Plastic Free Lunch Day is modeled after [Styrofoam] Trayless Tuesdays, a 2010 Cafeteria Culture/DOE one-day-per-week initiative that reduced school styrofoam tray use by 20% and led to NYC’s complete elimination of styrofoam trays from school cafeterias in 2015 and groundbreaking multi-city collaborative purchasing agreement, driving down the cost of an alternative compostable plate and eliminating a half a billion styrofoam trays per year (pre-pandemic) from landfills, incinerators and student meals across the country. The initiative also paved the way for the City’s School Organics Collection (aka, composting) pilot program and fueled the popular momentum that led to the 2019 citywide and 2022 statewide styrofoam container bans.
Removing plastics from school cafeterias protects our students from the toxins that migrate from plastic foodware and packaging into food and beverages. Plastic has become so commonplace that we don’t question its safety. But a number of alarming new studies reveal that the thousands of toxic chemicals that make up plastic readily migrate into food and beverages.
“Besides the known effects of plastics on our planet, children are uniquely vulnerable to the effects of chemicals used in plastic, particularly because of the crucial role of hormones in our bodies for so many biological functions. That’s why this Plastic Free Lunch Day is so important,” said Dr. Leonardo Trasande, MD, MPP, the Jim G. Hendrick MD Professor, Director of the Division of Environmental Pediatrics and Vice Chair for Research in the Department of Pediatrics at NYU School of Medicine.
Most of the 400 million metric tons of global plastic produced each year ends up in landfills or in the environment. Plastics are burned in incinerators where they emit dioxins and other toxic gases, or they are sent to landfills where they release microplastics into our waterways and ocean, endlessly fragmenting first into microplastics then into nanoplastics–tiny particles that we inhale and ingest and that have entered our cells.
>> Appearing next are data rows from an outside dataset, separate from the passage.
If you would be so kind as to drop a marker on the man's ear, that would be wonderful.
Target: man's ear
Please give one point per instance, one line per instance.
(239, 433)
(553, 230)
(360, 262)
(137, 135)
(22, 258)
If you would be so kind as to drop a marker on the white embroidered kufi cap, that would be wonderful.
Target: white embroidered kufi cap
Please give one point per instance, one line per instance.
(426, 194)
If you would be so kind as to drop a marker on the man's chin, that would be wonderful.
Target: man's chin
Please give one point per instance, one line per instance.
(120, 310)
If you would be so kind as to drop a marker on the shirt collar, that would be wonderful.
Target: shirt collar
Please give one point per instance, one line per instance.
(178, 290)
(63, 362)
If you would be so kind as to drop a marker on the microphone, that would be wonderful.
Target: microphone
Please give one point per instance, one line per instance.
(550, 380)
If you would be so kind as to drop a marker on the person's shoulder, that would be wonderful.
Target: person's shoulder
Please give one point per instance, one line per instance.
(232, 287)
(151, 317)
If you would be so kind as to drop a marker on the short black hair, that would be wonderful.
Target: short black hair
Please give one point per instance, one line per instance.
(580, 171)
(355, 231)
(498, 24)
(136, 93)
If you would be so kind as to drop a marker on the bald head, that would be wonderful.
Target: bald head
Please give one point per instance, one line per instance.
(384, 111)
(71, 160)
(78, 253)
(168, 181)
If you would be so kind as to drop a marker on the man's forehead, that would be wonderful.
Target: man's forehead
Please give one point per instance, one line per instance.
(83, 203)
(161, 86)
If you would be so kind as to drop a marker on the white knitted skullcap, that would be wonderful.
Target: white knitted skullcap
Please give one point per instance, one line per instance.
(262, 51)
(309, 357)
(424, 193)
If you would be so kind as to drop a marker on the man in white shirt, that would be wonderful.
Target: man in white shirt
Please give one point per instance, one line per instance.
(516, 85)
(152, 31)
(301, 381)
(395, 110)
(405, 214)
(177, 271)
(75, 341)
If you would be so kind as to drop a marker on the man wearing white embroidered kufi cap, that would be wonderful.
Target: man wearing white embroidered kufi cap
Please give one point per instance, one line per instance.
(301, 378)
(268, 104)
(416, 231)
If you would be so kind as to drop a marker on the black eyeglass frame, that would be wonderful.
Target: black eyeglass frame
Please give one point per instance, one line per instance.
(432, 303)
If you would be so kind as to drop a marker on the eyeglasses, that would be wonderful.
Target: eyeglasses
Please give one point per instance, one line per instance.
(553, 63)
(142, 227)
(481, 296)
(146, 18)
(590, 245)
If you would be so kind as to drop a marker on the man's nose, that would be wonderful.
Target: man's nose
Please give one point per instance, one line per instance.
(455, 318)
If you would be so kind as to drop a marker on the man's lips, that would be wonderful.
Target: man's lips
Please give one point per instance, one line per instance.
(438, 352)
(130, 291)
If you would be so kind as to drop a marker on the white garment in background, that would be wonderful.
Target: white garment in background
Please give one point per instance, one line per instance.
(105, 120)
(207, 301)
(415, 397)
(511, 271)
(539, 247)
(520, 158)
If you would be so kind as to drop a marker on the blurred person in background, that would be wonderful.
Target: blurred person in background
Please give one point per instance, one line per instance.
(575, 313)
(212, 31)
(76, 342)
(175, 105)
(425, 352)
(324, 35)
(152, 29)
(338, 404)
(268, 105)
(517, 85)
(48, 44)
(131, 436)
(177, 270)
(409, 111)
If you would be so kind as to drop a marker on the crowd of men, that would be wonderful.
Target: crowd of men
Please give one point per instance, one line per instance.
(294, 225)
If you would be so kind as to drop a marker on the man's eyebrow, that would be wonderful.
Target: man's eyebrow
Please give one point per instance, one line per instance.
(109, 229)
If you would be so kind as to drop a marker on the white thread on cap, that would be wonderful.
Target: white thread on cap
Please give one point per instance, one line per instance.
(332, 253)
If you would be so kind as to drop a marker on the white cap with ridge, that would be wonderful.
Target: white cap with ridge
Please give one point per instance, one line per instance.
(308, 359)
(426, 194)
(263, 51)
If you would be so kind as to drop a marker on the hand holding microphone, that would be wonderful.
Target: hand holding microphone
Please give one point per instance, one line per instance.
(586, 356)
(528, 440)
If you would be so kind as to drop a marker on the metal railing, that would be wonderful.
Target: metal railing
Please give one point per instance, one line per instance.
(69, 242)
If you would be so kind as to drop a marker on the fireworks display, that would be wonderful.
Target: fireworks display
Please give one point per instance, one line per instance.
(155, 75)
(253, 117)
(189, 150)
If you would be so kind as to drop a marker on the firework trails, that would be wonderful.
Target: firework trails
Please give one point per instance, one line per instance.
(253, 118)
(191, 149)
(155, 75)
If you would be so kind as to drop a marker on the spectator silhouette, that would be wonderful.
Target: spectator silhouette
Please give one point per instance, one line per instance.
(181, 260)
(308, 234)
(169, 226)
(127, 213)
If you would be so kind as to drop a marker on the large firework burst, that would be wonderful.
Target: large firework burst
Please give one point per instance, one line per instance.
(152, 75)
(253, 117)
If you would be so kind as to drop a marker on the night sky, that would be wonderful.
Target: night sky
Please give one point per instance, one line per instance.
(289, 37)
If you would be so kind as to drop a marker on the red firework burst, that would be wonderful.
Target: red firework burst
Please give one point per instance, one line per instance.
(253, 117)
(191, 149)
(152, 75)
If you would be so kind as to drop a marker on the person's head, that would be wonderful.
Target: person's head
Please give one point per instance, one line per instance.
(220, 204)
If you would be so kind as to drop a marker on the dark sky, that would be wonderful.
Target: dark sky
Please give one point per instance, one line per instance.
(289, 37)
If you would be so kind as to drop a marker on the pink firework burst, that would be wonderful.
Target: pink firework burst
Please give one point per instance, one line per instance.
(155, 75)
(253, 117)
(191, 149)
Reducing plastic use advances NY’s climate goals. If plastic were a country, it would be the world’s fifth largest emitter of climate-disrupting greenhouse gasses. Plastic begins as a fossil fuel and emits CO2 and other greenhouse gases at each step of its processing and use. Plastic even emits greenhouse gases as it ages and fragments. As the world begins to phase out fossil fuels, the petrochemical industry increasingly views plastic as its lifeline. In reckless disregard of our environment and our children’s health, industry aims to double plastic production by 2050.
DOE’s decision to hold the first ever citywide Plastic Free Lunch Day on May 16, 2022 is not only a boon for the City, but also a gift to the youngest generation.